In practical terms, this means that these privacy coins will be delisted from CEX, resulting in less token liquidity, lower adoption, and less possibility of redemption into fiat currency.

China strictly bans cryptocurrencies

China is a clear example of banning cryptocurrencies. In 2021, China declared all crypto transactions illegal, banning trading, mining and related financial services. The government also requires online platforms and social media to stop publishing encryption-related information and advertisements.

At its peak in 2019, China accounted for 75% of the global Bitcoin mining business. The crackdown caused the computing power, or hash rate, that protects the Bitcoin network to drop by nearly 50%. However, computing power soon recovered as mining moved to other countries.

Reuters reported how users used small rural commercial banks to buy cryptocurrencies through gray market traders, capping each transaction at $7,000 to evade scrutiny.

The Chinese use OTC trading on OKX and Binance and open accounts in Hong Kong.

This ban still hinders the development of cryptocurrencies in China. Although China has a much larger population than South Korea, it lags behind South Korea and Japan in terms of transaction volume. Recently, China seems to be changing its direction in cryptocurrency, or at least becoming more open, which is good news.

Banning self-hosted wallets would be a major blow.
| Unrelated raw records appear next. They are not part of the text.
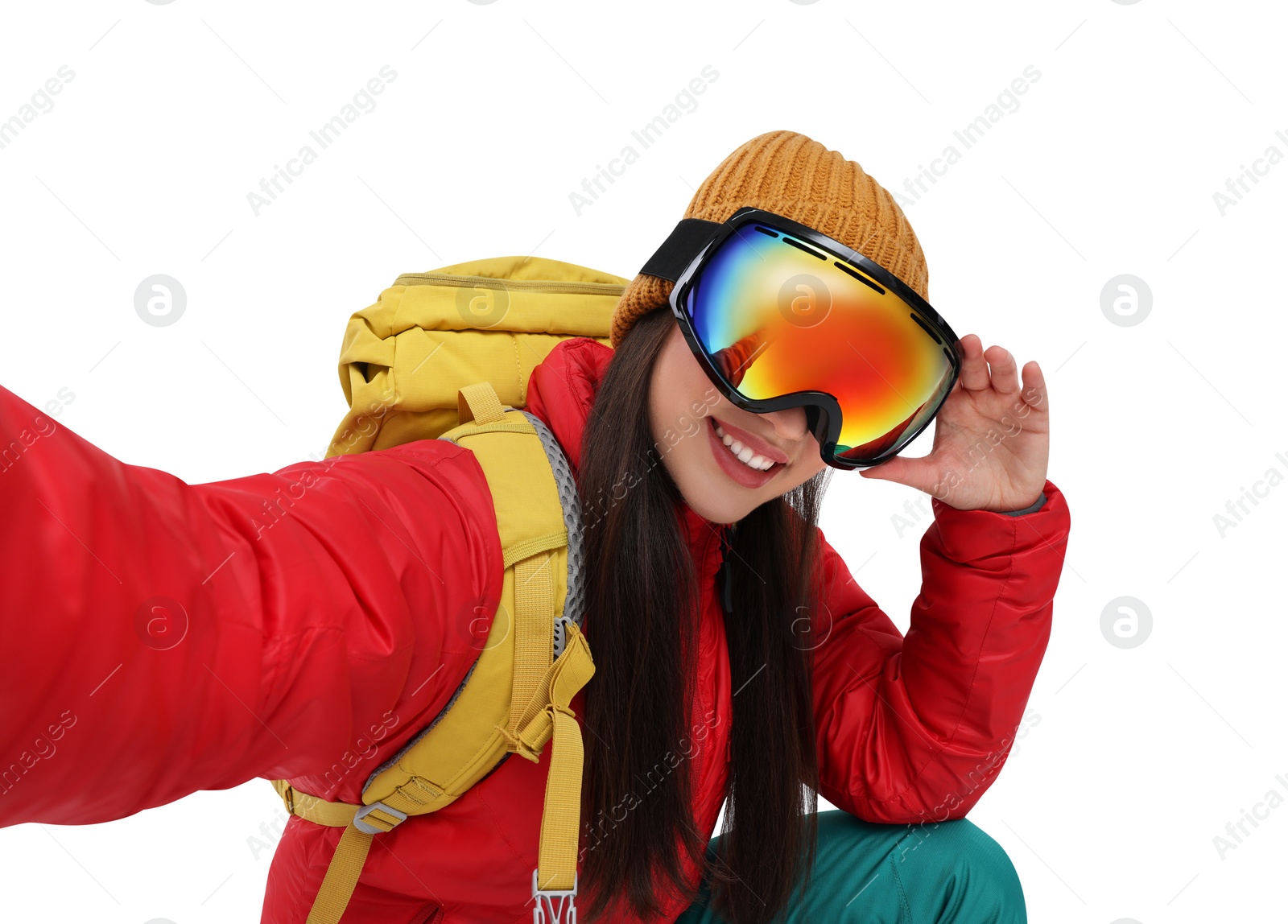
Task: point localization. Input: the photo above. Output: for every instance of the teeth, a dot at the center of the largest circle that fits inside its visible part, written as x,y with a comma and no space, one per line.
744,453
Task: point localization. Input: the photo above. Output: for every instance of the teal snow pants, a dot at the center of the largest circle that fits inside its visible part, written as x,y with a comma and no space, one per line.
951,872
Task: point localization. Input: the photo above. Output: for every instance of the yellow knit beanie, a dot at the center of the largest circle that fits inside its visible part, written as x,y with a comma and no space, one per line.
792,175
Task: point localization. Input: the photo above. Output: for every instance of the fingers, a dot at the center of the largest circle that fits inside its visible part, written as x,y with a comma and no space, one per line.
992,367
1034,386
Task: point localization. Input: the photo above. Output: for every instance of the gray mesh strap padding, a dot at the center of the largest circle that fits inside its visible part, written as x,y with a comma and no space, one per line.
571,503
572,610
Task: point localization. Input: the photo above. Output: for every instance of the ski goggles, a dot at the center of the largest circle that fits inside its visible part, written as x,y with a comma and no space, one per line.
781,316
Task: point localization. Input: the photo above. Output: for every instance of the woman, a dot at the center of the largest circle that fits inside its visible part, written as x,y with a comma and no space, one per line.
184,645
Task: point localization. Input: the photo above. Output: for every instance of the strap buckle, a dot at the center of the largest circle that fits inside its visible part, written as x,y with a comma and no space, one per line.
554,906
367,827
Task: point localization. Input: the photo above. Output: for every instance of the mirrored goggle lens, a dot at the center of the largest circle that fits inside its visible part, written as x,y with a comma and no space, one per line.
781,316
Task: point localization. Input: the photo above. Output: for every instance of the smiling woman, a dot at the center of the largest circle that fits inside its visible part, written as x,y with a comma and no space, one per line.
419,599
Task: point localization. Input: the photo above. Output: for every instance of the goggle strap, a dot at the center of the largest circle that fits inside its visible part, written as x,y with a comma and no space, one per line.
682,245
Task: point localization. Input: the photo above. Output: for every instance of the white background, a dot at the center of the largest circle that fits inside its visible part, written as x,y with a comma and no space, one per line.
1137,758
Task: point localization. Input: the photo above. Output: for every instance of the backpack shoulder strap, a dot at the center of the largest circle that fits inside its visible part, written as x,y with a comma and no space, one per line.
540,532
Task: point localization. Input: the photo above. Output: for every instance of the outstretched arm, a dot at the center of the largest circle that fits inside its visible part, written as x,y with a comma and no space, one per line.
159,637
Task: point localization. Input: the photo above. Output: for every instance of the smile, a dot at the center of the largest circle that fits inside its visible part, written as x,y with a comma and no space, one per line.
744,453
740,461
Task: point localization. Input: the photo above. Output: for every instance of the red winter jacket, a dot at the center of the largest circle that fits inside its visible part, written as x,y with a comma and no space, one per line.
304,625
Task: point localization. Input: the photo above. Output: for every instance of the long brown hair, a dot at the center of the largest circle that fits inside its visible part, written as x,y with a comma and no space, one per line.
642,618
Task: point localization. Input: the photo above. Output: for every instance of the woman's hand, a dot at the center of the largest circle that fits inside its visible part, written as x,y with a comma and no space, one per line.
992,439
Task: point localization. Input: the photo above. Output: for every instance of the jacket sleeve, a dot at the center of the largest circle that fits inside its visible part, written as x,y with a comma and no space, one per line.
159,637
914,728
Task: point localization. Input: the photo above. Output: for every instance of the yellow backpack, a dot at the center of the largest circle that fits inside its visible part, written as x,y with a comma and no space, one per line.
448,354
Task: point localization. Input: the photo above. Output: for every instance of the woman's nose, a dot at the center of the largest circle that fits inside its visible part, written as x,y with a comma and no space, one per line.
789,425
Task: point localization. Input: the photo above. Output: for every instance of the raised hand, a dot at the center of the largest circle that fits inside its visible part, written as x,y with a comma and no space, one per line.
992,439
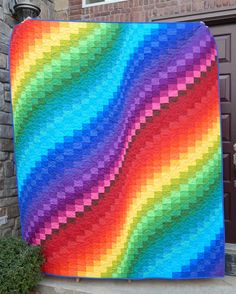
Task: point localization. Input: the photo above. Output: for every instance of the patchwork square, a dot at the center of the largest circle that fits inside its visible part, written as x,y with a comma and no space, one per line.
118,148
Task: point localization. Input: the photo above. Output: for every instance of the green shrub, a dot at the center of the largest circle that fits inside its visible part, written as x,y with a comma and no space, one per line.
20,266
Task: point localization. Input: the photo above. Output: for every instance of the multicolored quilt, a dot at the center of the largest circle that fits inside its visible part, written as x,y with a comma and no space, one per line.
117,147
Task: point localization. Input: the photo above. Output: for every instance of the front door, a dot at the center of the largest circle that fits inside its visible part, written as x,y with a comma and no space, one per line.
225,36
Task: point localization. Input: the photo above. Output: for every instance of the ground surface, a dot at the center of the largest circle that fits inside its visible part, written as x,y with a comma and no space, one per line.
69,286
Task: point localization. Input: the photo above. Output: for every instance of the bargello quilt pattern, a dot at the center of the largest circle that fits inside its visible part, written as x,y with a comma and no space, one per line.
118,148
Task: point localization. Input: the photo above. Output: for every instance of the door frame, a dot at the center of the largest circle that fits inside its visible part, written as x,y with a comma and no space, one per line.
217,17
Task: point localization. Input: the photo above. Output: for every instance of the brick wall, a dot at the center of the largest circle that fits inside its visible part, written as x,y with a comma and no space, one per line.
144,10
8,191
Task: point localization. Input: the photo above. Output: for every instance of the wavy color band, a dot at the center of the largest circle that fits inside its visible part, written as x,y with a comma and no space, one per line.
117,145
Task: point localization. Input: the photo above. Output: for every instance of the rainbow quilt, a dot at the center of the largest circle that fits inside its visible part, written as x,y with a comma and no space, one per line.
118,148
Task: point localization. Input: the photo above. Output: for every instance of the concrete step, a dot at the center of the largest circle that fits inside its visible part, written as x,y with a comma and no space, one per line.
51,285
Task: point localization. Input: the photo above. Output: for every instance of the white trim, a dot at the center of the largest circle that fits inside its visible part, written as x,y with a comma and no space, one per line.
84,5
CEX may only interact with regulated custodial wallets, thus hindering self-hosted wallets.

This would take away financial sovereignty and make users dependent on third parties who may freeze their accounts. In practice, global cooperation among all countries is required.

Banning self-hosted wallets in one country pushes users to regions that do not enforce such bans. Although there are FUD voices saying that the EU will "ban" self-hosted wallets this year, there is actually no ban.

Other simpler and more effective bans include:

  • Ban banks from servicing crypto businesses

  • Requires crypto businesses to obtain licenses but does not issue them

  • Block encrypted websites and VPNs

Think “Operation Chokepoint 3.0.”

The worst-case scenario is a complete ban on holding cryptocurrencies in the United States. Citizens may have to exchange cryptocurrencies for U.S. dollars, and violators could face fines, jail time, or asset seizures, with blockchain tracking used for enforcement.

Banks will ban crypto transactions and require reporting of suspicious activity. Increased surveillance of those hiding cryptocurrencies could force other countries to cooperate. The United States could launch a central bank digital currency (CBDC) as an alternative.

Sound far-fetched?

The United States banned private holdings of gold in 1933. But studies show that only 20% to 25% of privately held gold is actually turned over to the authorities.

Interestingly, between 1932 and 1934, the dollar's value against gold fell by more than 40%. Gold prices surged from $21 to nearly $35 an ounce. Those who decided to hold gold saw a significant increase in wealth.

If the United States and other countries ban cryptocurrencies, it may be due to critical economic control issues. Such a ban could cause prices to plummet, forcing the market underground. But Bitcoin will continue to produce blocks, and there will be a "sanctuary" that is not controlled by the government.